“True enough, but he made the trains run on time.” We are all familiar with that defense of the dictatorial buffoonery of Benito Mussolini, who hardly belongs to the A Team of twentieth-century monsters such as Hitler and Stalin. As many scholars have since noted, he, in fact, did not make the trains run on time, but it was a defense of sorts. Nicholas D. Kristof is a New York Times columnist with an acute moral sensibility. Those of us who still read the New York Times have more than once had breakfast spoiled by Kristof’s graphic accounts of starving children and victims of oppression in Niger, Thailand, and other far-flung places of the world. He is also one of the few writers in the general media who have recognized the crucial role of Catholic and evangelical enterprises in responding to dire needs in places that most people would as soon ignore, and in keeping alive a concern for human rights in circumstances that do not get the attention of the media and the powers that be.
All the more surprising, therefore, is Kristof’s review of the important and justly acclaimed new book by Jung Chang and Jon Halliday, Mao: The Unknown Story (Knopf). Based on exhaustive interviews and the mining of previously secret documents, Chang and Halliday make the case that Chairman Mao was responsible for the deaths of no less than seventy million people, making him the greatest mass murderer of human history.
Writing in the New York Times Book Review of October 23, Kristof has his reservations. The book says that in the great famine of 1958 to 1961 that was engineered by Mao “close to 38 million people died.” This bothers Kristof because other writers say the toll was about 30 million, while one minority report suggests it was, so to speak, only 23 million. Kristof writes, “Simply plucking a high-end estimate out of an article and embracing it as the one true estimate worries me; if that is stretched, then what else is?”
I have written in FIRST THINGS and elsewhere that ours is the first time in history in which human slaughter has been on such a monumental scale that we routinely split the difference by the millions. Hitler killed seven million or three million Jews? Let’s agree on five. Apart from those who died in the war, Stalin is responsible for fifteen or thirty million deaths? All right, it’s a deal, we’ll settle on twenty million. Most scholars agree that at least 30 million died in Mao’s great famine. Chang and Halliday say “close to 38 million people died.” Kristof allows that they have studied the matter much more carefully than he has, and it might be argued that 38 million is close to 30 million. It’s nearly as close as the 23 million estimate that he credits. Most troubling, however, is the suggestion that any of this has a bearing on the authors having “stretched” the horror of Mao’s rule. Ah, it was only 23 million, so Mao wasn’t quite so bad after all.

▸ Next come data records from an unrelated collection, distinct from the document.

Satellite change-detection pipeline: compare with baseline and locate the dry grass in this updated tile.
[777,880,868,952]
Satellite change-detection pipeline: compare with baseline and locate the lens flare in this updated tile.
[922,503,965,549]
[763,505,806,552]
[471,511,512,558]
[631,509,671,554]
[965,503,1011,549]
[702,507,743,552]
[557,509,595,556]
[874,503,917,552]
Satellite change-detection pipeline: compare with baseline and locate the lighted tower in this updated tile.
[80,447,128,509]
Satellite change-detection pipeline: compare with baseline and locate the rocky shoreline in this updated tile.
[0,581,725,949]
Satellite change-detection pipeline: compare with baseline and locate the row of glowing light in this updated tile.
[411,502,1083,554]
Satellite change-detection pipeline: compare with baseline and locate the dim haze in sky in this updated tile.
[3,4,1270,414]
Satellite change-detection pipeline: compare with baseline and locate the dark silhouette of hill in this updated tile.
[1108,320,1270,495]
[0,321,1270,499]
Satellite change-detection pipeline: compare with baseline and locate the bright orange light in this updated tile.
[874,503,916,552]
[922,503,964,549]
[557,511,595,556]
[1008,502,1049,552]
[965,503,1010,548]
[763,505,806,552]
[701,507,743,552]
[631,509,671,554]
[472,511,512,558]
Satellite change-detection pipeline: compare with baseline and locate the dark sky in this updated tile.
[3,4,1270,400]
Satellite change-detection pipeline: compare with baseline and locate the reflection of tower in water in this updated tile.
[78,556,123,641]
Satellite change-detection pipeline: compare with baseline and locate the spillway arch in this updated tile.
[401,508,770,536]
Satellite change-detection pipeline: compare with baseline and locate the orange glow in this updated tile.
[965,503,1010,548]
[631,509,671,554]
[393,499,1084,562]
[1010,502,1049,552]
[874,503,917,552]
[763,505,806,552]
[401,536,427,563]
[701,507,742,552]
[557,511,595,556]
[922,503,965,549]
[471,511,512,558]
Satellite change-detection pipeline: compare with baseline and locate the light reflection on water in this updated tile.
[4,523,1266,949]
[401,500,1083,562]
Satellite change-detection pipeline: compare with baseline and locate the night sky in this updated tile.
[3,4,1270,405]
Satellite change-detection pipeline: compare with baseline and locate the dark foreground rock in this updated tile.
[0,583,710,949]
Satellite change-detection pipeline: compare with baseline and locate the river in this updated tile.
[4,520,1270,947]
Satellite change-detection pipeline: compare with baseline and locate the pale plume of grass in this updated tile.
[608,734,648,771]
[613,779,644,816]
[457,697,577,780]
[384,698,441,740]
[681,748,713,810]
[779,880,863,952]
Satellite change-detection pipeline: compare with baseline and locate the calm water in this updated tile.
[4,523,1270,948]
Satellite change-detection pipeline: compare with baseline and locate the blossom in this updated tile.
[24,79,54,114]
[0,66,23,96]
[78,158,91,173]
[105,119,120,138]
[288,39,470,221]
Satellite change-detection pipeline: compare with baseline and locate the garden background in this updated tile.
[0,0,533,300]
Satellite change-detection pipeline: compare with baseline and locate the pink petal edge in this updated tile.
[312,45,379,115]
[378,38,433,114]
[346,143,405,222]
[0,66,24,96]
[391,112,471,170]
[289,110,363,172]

Kristof goes on to make it explicit: “But Mao’s legacy is not all bad.” While all those killings are deeply regrettable, Mao did a lot for the emancipation of women and he ended child marriages. “Indeed, Mao’s entire assault on the old economic and social structure made it easier for China to emerge as the world’s new economic dragon.” The review concludes: “Mao’s ruthlessness was a catastrophe at the time, brilliantly captured in this extraordinary book¯and yet there is more to the story: Mao also helped lay the groundwork for the rebirth and rise of China after five centuries of slumber.” He laid the groundwork, one might observe, by putting untold millions into the ground.
Note that Kristof’s words are not cast as a reflection on the ironies of history in which good may result from grave evil. Rather, Kristof is balancing the pros and cons of Mao’s legacy. “But Mao’s legacy is not all bad.” Kristof supplies a last-ditch defense for the many Western admirers of Mao and Maoism. The terrible things he did amounted to “a catastrophe at the time.” But now we understand that his killing of seventy million people (Or did we agree on sixty?) must be balanced against, and was perhaps necessary to, the good fortune of China today. It is not a matter of a good having emerged from Mao’s legacy of unmitigated evil. The judgment is that “Mao’s legacy is not all bad.”
As I said, Nicholas D. Kristof is a journalist whose writing is usually marked by a keen moral sensibility. In reviewing Mao: The Unknown Story , he perhaps did not mean to say what he said. But what he said is morally repugnant.